Yep, they are a hot & humid thing. Here in east coast Australia you find them walking up the street on hot summer nights (UGH!) but they get into the house too. Nothing to do with housekeeping (unlike those little ones).

The cats love them but oh how much I enjoy the colder months when they (bugs) vanish.
posted by kitten magic at 4:41 PM on July 21, 2016


Best answer: That's very...Chicago. Older buildings in particular have, um, things lurking in the depths, especially in damp spots. The University of Chicago had waterbugs that occasionally wandered upstairs into the offices during the warmer months, sometimes resulting in editorial assistants (ahem) committing insecticide with a hardbound copy of the Chicago Manual of Style.
posted by thomas j wise at 4:52 PM on July 21, 2016 [1 favorite]

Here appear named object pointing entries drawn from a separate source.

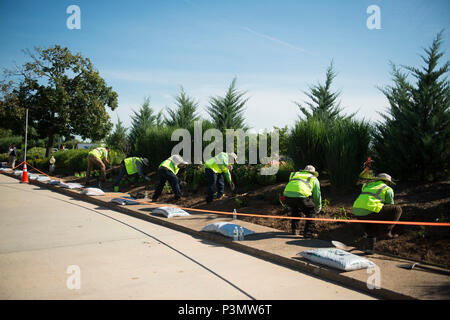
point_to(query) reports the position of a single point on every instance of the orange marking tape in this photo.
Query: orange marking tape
(435, 224)
(410, 223)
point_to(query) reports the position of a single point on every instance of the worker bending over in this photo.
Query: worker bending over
(167, 171)
(302, 195)
(216, 169)
(376, 202)
(98, 157)
(131, 166)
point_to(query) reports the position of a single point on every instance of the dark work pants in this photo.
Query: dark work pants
(305, 206)
(387, 213)
(214, 180)
(167, 175)
(122, 173)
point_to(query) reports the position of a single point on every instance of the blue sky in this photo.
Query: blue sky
(276, 49)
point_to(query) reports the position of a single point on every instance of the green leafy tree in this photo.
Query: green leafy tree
(142, 120)
(184, 114)
(118, 139)
(324, 103)
(412, 142)
(227, 112)
(64, 93)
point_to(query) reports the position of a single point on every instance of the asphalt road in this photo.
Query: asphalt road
(55, 247)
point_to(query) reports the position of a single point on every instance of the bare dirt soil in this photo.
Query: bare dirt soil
(420, 201)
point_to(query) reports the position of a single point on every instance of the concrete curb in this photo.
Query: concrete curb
(299, 265)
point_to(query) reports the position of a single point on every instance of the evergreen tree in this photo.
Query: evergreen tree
(227, 112)
(412, 142)
(324, 103)
(184, 114)
(142, 120)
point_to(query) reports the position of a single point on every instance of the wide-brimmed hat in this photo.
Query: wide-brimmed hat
(385, 177)
(311, 169)
(178, 160)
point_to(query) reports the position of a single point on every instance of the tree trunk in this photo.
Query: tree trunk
(51, 139)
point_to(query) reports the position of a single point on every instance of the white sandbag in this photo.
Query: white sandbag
(125, 201)
(93, 192)
(70, 185)
(170, 212)
(337, 258)
(226, 229)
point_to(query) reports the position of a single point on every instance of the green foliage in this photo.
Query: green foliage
(5, 142)
(118, 139)
(338, 146)
(184, 114)
(227, 112)
(346, 148)
(412, 142)
(324, 104)
(141, 121)
(65, 95)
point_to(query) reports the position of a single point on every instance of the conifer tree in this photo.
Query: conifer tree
(413, 140)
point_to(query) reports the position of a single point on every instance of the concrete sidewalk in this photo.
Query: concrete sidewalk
(282, 248)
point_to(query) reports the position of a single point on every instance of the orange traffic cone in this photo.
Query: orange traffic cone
(24, 174)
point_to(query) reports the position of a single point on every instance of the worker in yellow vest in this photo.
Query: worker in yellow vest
(216, 169)
(376, 202)
(167, 171)
(302, 195)
(98, 157)
(132, 166)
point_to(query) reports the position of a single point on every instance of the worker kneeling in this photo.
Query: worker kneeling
(376, 202)
(131, 166)
(215, 169)
(302, 194)
(167, 171)
(98, 157)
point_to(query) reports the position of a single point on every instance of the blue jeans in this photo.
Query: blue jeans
(167, 175)
(214, 179)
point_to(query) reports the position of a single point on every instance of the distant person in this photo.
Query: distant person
(167, 171)
(12, 155)
(302, 195)
(98, 157)
(132, 166)
(376, 202)
(216, 169)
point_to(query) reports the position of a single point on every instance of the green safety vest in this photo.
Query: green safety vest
(372, 197)
(218, 164)
(170, 164)
(131, 164)
(300, 184)
(100, 153)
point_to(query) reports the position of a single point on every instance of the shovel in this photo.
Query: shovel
(411, 266)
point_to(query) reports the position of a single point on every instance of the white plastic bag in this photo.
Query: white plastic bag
(170, 212)
(70, 185)
(93, 192)
(337, 258)
(226, 229)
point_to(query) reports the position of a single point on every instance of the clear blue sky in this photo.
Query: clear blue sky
(276, 49)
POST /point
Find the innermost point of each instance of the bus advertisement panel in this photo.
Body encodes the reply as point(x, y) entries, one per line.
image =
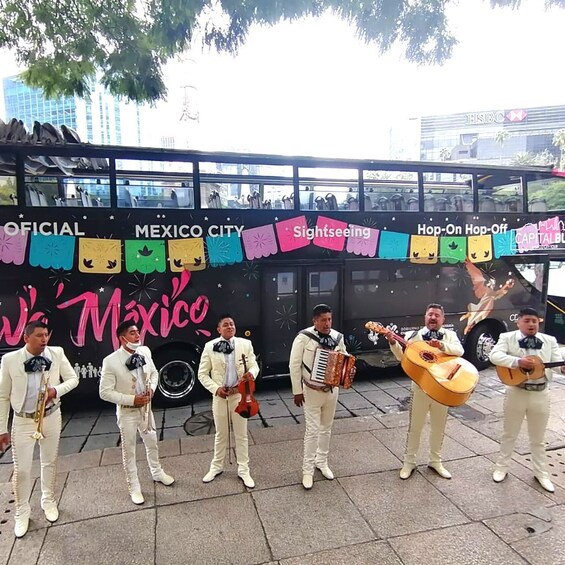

Okay, then I'm a real outlier. I've lived in the city for 21 years—10 in Logan Square, 11 in Lakeview/Boystown. I've lived in a garden apartment, first floor, second, third, and 16th, and I have never seen one of these bugs indoors (just in the basement laundry area of a place I lived in). Crazy. Hope my luck never runs out.
posted by heyho at 5:59 PM on July 21, 2016


They are definitely not just a Chicago thing. I live in New Orleans and find at least one dead roach belly up every morning (thank god for cats). It's definitely not indicative of bad housekeeping, and as long as you only find the big daddy ones versus babies, it's not a sign of an infestation. They just come in the house, like spiders and other critters.

My cats seem to keep them from living very long once they get into my house. Now if I could only train them to pick them up and throw them away after they're dead....
posted by tryniti at 6:13 PM on July 21, 2016


Mix half borax with half sugar.... Make little piles and sprinkle around the Windows, etc. put small piles in dark places. they will come out for the sugar and be poisened. This is 7th generation Atlantan advice. We have them constantly. I'm probably related to a few.
posted by pearlybob at 12:07 AM on July 22, 2016


Ugh we have these in Philadelphia. I have a squirt bottle with bubbles (the kind kids use to play with) and that seems to kill them.
posted by WeekendJen at 6:19 AM on July 22, 2016


Best answer: Urban thing. These guys don't really infest houses the way the little brown ones do; they're basically lost. They're attracted to damp/wet places (storm drains are heaven for them) but in really humid weather they're like "hey, everywhere is good!"

There's possibly a tiny tiny tiny drip somewhere behind a wall where some moisture is gathering, but unless it's enough to cause a gross smell, it's probably not worth worrying about.